The plants of my childhood: between memory and resilience
by Clarisse :)
I come from a place where nature is everywhere, even when you don’t look at it anymore. A small town in the South-East of France, not far from Avignon. There, the landscapes change at every turn: on one side the vines that extend to the horizon, on the other the deep forests where the light of Mont Ventoux infiltrates. A mixture of scrubland, dry land and clean air.
I grew up surrounded by this nature. It was a hidden paradise, shaped by the seasons, smells and sounds. I spent my childhood running in the gardens of my grandmothers, walking with my dogs on the small paths lined with flowers.
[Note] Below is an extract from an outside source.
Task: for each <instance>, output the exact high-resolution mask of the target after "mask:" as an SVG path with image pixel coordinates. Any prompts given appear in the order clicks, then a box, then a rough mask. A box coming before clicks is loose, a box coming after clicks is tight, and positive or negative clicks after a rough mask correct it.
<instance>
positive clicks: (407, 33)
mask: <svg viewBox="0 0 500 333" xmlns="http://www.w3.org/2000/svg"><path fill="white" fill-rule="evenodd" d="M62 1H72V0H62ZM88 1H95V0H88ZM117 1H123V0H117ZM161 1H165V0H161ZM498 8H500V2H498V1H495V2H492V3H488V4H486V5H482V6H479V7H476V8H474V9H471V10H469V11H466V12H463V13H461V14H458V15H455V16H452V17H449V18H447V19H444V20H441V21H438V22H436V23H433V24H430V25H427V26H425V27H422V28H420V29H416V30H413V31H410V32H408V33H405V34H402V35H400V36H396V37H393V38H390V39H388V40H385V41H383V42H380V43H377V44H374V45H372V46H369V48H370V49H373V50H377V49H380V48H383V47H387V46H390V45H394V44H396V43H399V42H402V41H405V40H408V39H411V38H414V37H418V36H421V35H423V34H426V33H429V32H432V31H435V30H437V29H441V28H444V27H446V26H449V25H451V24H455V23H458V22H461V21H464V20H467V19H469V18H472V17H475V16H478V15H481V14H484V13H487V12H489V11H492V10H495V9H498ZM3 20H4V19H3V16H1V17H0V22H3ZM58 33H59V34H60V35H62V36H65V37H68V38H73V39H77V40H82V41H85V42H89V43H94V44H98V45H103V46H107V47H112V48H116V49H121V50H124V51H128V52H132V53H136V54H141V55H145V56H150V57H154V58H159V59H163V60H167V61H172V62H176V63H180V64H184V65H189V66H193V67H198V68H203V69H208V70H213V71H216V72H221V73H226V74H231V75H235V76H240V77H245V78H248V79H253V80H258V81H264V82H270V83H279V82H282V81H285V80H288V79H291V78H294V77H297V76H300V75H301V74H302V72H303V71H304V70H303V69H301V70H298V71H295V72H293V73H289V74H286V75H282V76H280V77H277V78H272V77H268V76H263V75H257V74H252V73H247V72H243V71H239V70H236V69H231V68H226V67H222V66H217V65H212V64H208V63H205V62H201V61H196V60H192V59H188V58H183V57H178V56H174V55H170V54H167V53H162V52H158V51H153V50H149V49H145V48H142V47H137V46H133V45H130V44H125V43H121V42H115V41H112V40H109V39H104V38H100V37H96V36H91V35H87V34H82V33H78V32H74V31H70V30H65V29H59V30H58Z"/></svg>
We saw dandelions, poppies, wild thyme and olive trees. And every year, in the spring, my grandmother prepared a huge bouquet of flowers for me to offer to my elementary school teacher. A simple but loving gesture. I remember the wisteria falling in cascade on the facade of his house, the rosemary that perfumed our hands after a harvest, the lavender fields that tinted the air purple from June. Today, these memories take a new place in my life in Berlin. They sometimes come back from crossing a familiar plant in a park corner or smelling flowers on the street or park. But mostly I find them at Dirty Roots.
In this place not quite like the others, I rediscovered what I loved as a child: the slowness of things, the respect for the living, the raw beauty. Here I find it in every pot made by hand, in every leaf growing at its own pace, in every discussion about a plant or a shape. Dirty Roots is more than a store or studio: it is a space where plants are not just decorative objects, but living beings that participate in our balance.
The benefits of these plants, I feel them every day. Rosemary, for example, common in Provençal cuisine, is also an ally of concentration. Thyme, a natural antiseptic, reminds me of the infusions my grandmother made when I was sick and still a habit today. Lavender, soothing, has the power to calm a whole room by its smell. And even the simplest ones like dandelion, too often seen as a "weed", symbolize for me resilience, the ability to grow everywhere.
At Dirty Roots, we often talk about design, material, form but always in connection and above all in respect with the plant. The objects here are not meant to decorate but to accompany. To create a link, I find it with my childhood memories. The same respect, the same slowness, the same willingness not to force nature to go faster.
What this experience reminds me of is that you never really break away from your roots, even if you live far away, even if you forget the names. They reinvent themselves, they take shape through new gestures. Today my daily life is very different from that of my childhood in Provence. But when I touch the earth in a raw pot, smell a freshly watered plant or watch a leaf turn towards the light, I feel at home.
And this is the real resilience: that of plants, yes, but also that of our memories. Our ability to make them live differently, elsewhere, in a new setting but with the same values at heart.
Authenticity, patience, attention to the living.
Values that I carry in me and that I find here at Dirty Roots.